Myrna Stone
Horseplay
For Makenna
Imagine, darling girl, what the world
will doubtless have in store: a swirl
of gemstones at your neck, a whorl
of pearly birthday opals sure to pale
on alabaster you, and, of course, male
after male tracing designs in braille
on the inside of your wrists, such due
as men are prone to do. As for you,
you must rule you, and fast undo
expectations. Mind a life of mind,
for it's clear the body's wholly blind
to all but its own affairs. Love finds
us, as it may, though for now, today,
how deep and apt the happy interplay
of it that you and Abel share. A bay
who often gads about and likes to eat
hard candy, he snorts and lips his teeth.
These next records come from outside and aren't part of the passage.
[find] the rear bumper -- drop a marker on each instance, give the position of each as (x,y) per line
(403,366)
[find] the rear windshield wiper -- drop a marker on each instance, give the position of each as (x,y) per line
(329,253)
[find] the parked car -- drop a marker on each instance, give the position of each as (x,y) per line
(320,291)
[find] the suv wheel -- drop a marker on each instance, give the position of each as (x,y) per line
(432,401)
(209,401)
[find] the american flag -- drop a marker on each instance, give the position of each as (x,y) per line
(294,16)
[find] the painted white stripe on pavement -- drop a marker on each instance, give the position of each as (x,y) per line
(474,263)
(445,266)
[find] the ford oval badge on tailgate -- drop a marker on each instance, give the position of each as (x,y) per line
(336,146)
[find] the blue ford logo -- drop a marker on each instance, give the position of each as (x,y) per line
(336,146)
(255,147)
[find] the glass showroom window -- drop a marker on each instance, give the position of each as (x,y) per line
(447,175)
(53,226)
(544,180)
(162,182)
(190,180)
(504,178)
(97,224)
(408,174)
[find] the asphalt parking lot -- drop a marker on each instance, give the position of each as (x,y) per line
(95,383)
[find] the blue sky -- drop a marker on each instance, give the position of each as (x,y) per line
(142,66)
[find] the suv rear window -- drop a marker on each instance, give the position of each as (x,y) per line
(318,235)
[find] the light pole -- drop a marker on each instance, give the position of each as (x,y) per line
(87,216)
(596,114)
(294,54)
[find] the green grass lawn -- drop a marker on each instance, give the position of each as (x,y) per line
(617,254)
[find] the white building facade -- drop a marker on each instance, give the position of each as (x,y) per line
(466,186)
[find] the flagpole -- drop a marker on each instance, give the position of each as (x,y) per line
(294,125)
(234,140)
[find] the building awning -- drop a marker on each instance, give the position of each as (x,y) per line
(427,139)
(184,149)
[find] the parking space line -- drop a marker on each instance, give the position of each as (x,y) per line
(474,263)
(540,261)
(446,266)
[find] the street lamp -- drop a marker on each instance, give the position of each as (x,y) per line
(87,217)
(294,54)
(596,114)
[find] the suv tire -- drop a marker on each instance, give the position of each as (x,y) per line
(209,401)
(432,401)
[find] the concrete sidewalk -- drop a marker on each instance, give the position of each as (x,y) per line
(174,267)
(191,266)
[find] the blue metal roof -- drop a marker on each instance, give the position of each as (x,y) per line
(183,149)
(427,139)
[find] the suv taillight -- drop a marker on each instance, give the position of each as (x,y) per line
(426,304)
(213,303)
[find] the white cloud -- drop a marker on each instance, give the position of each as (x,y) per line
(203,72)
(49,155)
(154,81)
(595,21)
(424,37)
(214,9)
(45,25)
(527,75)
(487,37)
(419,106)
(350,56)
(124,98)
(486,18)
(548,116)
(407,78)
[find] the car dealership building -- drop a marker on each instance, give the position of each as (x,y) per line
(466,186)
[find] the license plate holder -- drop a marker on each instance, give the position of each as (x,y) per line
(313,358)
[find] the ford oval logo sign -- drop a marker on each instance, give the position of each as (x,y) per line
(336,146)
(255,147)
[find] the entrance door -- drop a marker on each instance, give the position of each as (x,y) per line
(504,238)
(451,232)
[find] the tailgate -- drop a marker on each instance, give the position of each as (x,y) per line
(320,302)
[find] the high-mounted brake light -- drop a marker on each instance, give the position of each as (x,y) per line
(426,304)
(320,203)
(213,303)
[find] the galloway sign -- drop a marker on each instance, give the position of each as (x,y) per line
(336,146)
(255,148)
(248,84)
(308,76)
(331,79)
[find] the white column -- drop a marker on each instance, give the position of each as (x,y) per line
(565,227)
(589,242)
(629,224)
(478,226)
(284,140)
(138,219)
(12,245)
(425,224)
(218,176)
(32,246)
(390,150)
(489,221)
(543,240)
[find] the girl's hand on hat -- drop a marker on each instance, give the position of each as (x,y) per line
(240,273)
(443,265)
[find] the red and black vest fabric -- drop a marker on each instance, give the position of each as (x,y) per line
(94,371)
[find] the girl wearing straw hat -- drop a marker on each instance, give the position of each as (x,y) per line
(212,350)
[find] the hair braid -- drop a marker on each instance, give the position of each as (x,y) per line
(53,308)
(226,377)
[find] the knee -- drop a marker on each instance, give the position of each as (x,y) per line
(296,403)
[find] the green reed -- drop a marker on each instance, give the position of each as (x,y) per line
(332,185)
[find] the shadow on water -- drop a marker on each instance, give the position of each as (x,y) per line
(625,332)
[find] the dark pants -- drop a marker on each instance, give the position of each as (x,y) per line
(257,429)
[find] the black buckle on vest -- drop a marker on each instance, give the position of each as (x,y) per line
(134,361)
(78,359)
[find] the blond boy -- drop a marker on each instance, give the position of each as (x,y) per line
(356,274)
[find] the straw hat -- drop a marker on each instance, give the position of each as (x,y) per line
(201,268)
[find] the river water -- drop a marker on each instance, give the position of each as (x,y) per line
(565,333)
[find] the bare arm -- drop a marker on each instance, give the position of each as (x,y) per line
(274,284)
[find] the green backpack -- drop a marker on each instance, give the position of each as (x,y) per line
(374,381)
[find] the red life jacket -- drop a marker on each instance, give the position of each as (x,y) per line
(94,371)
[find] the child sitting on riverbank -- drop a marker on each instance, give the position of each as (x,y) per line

He's the freest part of you, my sweet.
Newsreel: Seabiscuit Past His Heyday
Charles Howard's Ridgewood Ranch, Willits, California, April, 1947
Behold the little horse that can and does
forever laze about the pasture upon his
pasterns, a mulish, knock-kneed, loose-
lipped swiller of untold bottles of Golden
Rod beer sent by a legion of diehard fans,
former bettors on and raters of an olden
sport's oddest bit of horseflesh known
as the Biscuit to them and to one and all
who muck his stall and bed him down,
or as Pops to Pollard who rode him back
from injury to victory in the Santa Anita
Handicap of nineteen-forty and a track
record of 2.01 and a fifth on its dirt mile
and a quarter. Yes, the gloss still shines
on the stats that define his erstwhile
mettle as horse racing's all-time money
winner on the day he was retired here
and put out to stud. If his tail's puny
and his legs stubby, if his humor fails
and his ire flairs, to the five thousand
devotees who journeyed here to trail
him along the paddock fence or watch
him nap in his stall, it means precisely
zilch. Of his last companions—a pooch
named Pocatell, who one day strayed in
from Willits, Jo-Jo, a spider monkey,
and a former cow pony, Pumpkin—
only the pony's left, his temper smooth
as sweet cream butter. "Pumpkin's Zen,"
says Howard, "to the Biscuit's schmooze
as they nuzzle and nicker through the night."
That may well be fact, but for now a plump
and surly Biscuit, clearly clever and deft
as ever, subverts by nipping Howard's felt
fedora from his head, shaking it twice,
then tipping it, in salute, to himself.
Ode to Lard
Any meat packed with pig fat could enact
true witchery on our unsophisticated palates
if baked, broiled, or grilled and slung or stacked,
artfully or not, high on our supper plates.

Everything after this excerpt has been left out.